Written by New York Times | Updated: Aug 14 2011, 04:52am hrs
Small investors faith in the stock market is being tested again. After the market rout of 2008 that drastically shrank their retirement nest eggs, small investors withdrew hundreds of billions of dollars from American stock funds, and they kept bolting as the market rebounded sharply for much of last year.

But earlier this year, having missed out on last years gains, some investors began to tiptoe back in. The timing for those people was off, and now they are being buffeted by the steep drops on Wall Street or bailing altogether. Still others who have been holding on in recent years have had enough.

Lin Hersh, a 61-year-old small-business owner in Bearsville, New York, about two hours north of New York City, called up her stock broker two weeks ago and gave the order to sell everything. She dumped nearly all of her individual equities and her stock mutual funds, moving almost completely into cash. Hersh is haunted by the market plunge of 2008, when her $432,000 in savings dwindled to $150,000.

What Ive got left after the last downturn is about a third of what I started out with and Im not in the mood to play anymore, she said.

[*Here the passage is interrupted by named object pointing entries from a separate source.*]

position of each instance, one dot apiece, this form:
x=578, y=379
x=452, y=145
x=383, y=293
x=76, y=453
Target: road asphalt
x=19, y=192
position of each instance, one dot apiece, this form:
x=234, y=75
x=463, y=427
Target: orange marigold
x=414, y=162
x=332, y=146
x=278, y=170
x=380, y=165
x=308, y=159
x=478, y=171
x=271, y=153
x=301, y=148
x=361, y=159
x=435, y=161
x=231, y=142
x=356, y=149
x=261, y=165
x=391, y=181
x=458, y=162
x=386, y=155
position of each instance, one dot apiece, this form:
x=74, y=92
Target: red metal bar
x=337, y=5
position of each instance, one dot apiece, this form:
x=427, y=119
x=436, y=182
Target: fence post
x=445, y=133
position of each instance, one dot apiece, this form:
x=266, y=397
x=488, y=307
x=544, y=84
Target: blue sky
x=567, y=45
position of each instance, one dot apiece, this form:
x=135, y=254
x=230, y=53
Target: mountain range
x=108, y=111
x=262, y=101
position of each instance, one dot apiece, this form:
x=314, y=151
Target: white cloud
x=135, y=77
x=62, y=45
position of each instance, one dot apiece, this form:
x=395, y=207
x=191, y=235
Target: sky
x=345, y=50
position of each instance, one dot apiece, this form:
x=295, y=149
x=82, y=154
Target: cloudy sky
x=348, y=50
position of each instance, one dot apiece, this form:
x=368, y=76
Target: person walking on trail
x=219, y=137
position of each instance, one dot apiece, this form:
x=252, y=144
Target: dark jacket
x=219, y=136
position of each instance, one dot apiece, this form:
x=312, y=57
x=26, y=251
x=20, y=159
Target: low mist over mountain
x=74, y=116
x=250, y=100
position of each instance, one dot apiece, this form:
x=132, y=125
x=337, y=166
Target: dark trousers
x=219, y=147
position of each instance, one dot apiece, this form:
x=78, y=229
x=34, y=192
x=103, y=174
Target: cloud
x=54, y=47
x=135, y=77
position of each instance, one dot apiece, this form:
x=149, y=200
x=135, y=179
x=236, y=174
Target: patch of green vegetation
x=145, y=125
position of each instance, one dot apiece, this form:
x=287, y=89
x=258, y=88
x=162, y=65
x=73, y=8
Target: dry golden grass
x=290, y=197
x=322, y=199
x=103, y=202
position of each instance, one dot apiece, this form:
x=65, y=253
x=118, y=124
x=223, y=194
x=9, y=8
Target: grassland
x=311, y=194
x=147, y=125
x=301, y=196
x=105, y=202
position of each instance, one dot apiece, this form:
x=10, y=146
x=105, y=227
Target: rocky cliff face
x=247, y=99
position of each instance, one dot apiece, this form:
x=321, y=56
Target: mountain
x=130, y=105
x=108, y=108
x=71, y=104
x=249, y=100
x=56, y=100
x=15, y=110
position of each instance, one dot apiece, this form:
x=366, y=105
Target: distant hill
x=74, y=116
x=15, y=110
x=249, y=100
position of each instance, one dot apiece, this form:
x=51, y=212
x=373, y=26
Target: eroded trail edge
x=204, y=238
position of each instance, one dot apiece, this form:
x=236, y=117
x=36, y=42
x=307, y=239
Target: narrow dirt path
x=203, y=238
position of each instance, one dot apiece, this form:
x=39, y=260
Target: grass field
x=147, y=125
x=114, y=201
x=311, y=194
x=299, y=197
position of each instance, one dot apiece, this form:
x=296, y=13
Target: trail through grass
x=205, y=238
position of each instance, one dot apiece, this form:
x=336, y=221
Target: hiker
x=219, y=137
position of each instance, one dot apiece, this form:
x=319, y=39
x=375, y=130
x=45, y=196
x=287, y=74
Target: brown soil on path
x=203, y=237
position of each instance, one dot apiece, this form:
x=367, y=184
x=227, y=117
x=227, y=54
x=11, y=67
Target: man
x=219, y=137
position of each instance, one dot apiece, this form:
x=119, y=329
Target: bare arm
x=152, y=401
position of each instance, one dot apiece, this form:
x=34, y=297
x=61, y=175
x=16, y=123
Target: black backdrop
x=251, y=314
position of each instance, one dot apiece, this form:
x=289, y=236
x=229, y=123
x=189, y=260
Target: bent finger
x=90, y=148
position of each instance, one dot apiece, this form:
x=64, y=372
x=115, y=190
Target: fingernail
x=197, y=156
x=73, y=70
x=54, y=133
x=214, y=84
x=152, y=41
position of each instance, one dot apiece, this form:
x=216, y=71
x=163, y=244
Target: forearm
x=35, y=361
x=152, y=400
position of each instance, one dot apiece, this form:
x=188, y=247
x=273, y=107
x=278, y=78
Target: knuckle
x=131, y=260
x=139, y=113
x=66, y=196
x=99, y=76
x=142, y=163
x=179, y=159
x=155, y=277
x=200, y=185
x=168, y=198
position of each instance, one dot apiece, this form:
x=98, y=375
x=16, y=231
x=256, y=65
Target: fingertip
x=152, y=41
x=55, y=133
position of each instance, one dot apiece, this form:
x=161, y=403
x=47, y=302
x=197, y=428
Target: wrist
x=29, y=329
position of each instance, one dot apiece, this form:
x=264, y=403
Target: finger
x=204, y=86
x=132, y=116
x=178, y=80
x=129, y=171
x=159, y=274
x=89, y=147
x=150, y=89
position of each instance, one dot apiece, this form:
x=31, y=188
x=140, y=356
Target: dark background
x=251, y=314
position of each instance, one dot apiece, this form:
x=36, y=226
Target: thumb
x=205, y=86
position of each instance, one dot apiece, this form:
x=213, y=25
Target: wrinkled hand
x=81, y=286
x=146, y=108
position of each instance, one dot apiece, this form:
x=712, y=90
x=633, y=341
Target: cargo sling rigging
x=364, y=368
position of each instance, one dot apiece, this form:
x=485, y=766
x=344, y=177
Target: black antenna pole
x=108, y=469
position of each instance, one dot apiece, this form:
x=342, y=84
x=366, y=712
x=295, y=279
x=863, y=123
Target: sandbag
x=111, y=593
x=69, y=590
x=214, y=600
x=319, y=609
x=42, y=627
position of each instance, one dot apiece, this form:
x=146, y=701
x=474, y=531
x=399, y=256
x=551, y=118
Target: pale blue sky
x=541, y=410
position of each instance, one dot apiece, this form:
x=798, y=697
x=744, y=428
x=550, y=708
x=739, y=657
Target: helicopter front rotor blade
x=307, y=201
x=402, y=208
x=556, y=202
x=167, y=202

Pointing to the weak American economy and concerns about Europe, Hersh said she would most likely steer clear of stocks through the end of this year. I dont think theres a reason to buy on the dip because the dip isnt done, she added.

Small investors provide the bedrock for the United States stock market through their mutual funds, 401(k) plans and other company-sponsored retirement programmes. Many have called their stock brokers and financial advisers in recent days, seeking advice or reassurance that their retirements and savings would survive the dives.

The vast majority of small investors have a long-term strategy and are sitting tight. They are

not dumping their stocks or mutual funds and, in many cases, continue to pump money into their retirement accounts through employer-sponsored investment plans.

But even before the latest market turmoil, some investors began to look for the exit doors. More than $10 billion was pulled from domestic stock funds in the week that ended August 3, according to the Investment Company Institute. Those levels are double what they were in early July.

And Charles Biderman, the chief executive of TrimTabs Investment Research, estimated that investors probably pulled out another $9 billion this week while the market gyrated wildly.

Many investors expect continued troubles for stocks. An online survey of investor sentiment this week by the American Association of Individual Investors said that 44% of respondents were bearish, expecting the stock market to fall further over the next six months. While that was actually improved from the prior week, it remains well above the surveys historical bearish readings of about 30%.

When it comes to domestic stock funds, which manage $4.4 trillion in assets, there have been many more bears than bulls. Those mutual funds have had four consecutive years of outflows, with investors redeeming $448 billion and putting in $104 billion, according to the Investment Company Institute. In contrast with these longer-term investors, rapid traders have been keen on gambling as Wall Street gyrates.

TD Ameritrade, the online brokerage firm, reported that trading volumes soared into record territory this week as investors clattered and clicked away on their computers. On Monday, when the stock market fell over 600 points, TD Ameritrade processed 900,000 trades, up from an average of 365,000. Were seeing a lot of new accounts opening and new asset inflows. People are looking for a bottom, said Nicole Sherrod, a managing director of the trader group at TD Ameritrade.

After years of underperformance or losses, some investors are questioning whether the long-term outlook that has been drilled into them by Wall Street financial advisers and professionals is really the best advice. My wife followed the advice of a financial adviser and she would have been better off putting her money under the mattress. They did nothing but lose money for her over 20 years, said Adam Corson-Finnerty, a 67-year-old fund-raiser for the New Jersey Audubon.

Some investors fear that the markets have become dominated by high-frequency traders who blitzing in and out of stocks, or by sophisticated hedge funds running mind-bending algorithmic trading programs that can outsmart the ordinary investor. These people said they feel that the game is rigged and they are the fool.